Per frattura malleolare si intende la frattura che interessa una o due parti anatomiche fondamentali della caviglia, che sono rispettivamente: malleolo esterno operoneale e malleolo interno o tibiale.
A completamento di questa introduzione anatomica è necessario ricordare che esiste anche un “terzo” malleolo, formato dalla parte posteriore della tibia. I tre malleoli resi solidali tra loro da strutture legamentose, formano la così detta “pinza”, che stabilizza il piede consentendone i movimenti su tutti i piani, compresi quelli rotazionali.

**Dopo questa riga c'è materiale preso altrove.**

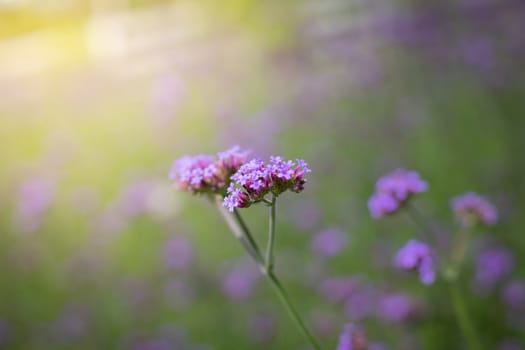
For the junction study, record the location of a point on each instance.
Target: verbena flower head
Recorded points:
(418, 256)
(393, 190)
(352, 338)
(471, 208)
(255, 179)
(206, 173)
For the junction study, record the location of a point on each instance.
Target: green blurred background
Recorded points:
(97, 251)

Ripercorrendo la storia dello sci, questa importante articolazione è stata un tempo, frequentemente esposta a eventi fratturativi, specialmente a causa delle caratteristiche degli attrezzi di allora. Gli scarponi ad esempio, erano fatti di cuoio, bassi e con il gambale appena al di sopra dei malleoli, in questo modo risultavano essere privi di presa efficacie della caviglia e favorivano le rotazioni dell’articolazione con possibile trauma fratturativo. Con il passare degli anni l’attrezzo si è evoluto, sviluppando proprietà di rigidità importanti, che consente flessibilità anteriore ma non laterale, ma allora come mai negli ultimi tempi si sta assistendo a un ritorno di questa tipologia traumatica?
Per rispondere correttamente a questa domanda, pur essendo io un maestro di sci, ho contatto Damiano Riva, maestro di sci, allenatore di fama e istruttore nazionale e con Lui ho analizzato quali sono i fattori predisponenti questo tipo di trauma. L’analisi si basa su fattori diametralmente opposti riscontrabili nello sciatore comune e nell’agonista.
Nel primo caso gli scarponi utilizzati risultano essere poco contenitivi e spesso allacciati non correttamente determinando di conseguenza, un’incontrollata libertà di movimento della caviglia. Nel secondo caso gli scarponi sono, al contrario, supercontentivi e devono sopportare torsioni traumatiche della caviglia. A determinare la frattura concorre anche la durezza della neve su cui impatta lo sci. Nello sciatore comune in seguito a una presa di spigoli improvvisa, si verifica una rotazione violenta dell’articolazione della caviglia nello scarpone , con conseguente trauma distorsivo che può portare a diversi tipi di infortunio. In questo caso lo sci può sganciarsi ma con l’evento traumatico già avvenuto. Per quanto riguarda lo sciatore agonista, per evitare pericolosi distacchi dello sci durante le gare, gli attacchi vengono tarati in base ad alte prestazioni dell’atleta, talvolta sino a 200 chili, per questo nella maggior parte degli impatti gli sci tendono a rimanere vincolati allo scarpone, causando traumi particolarmente rilevanti alla caviglia.
In ogni caso si tratta il più delle volte di fratture che vanno incontro sempre a guarigione e, a seconda della gravità, possono essere trattate cruentemente o incruentemente. Interessano maggiormente il malleolo esterno, meno frequentemente quello interno e il posteriore, ma possono coinvolgere entrambi i malleoli (fratture bimalleolari) o tutte e tre i malleolo (fratture trimalleolari).
Il trattamento si basa sull’uso di apparecchi gessati e di tutori bivalva o walker. Quando è necessario si ricorre a viti e placche anatomiche che seguono il profilo del malleolo, riducendo ottimamente la frattura.
La scelta del tipo di trattamento è dettata, non solo dalla scomposizione della frattura, ma dall’allargamento della “pinza” formata dal malleolo esterno ed interno, che deve stabilizzare l’articolazione. Sono fratture da non sottovalutare in quanto, un insufficiente studio (necessaria tac o rmn), può portare a errate indicazioni cliniche. Al periodo di immobilizzazione seguirà un ciclo di fisiochinesiterapia per recuperare forza e stabilità dell’articolazione.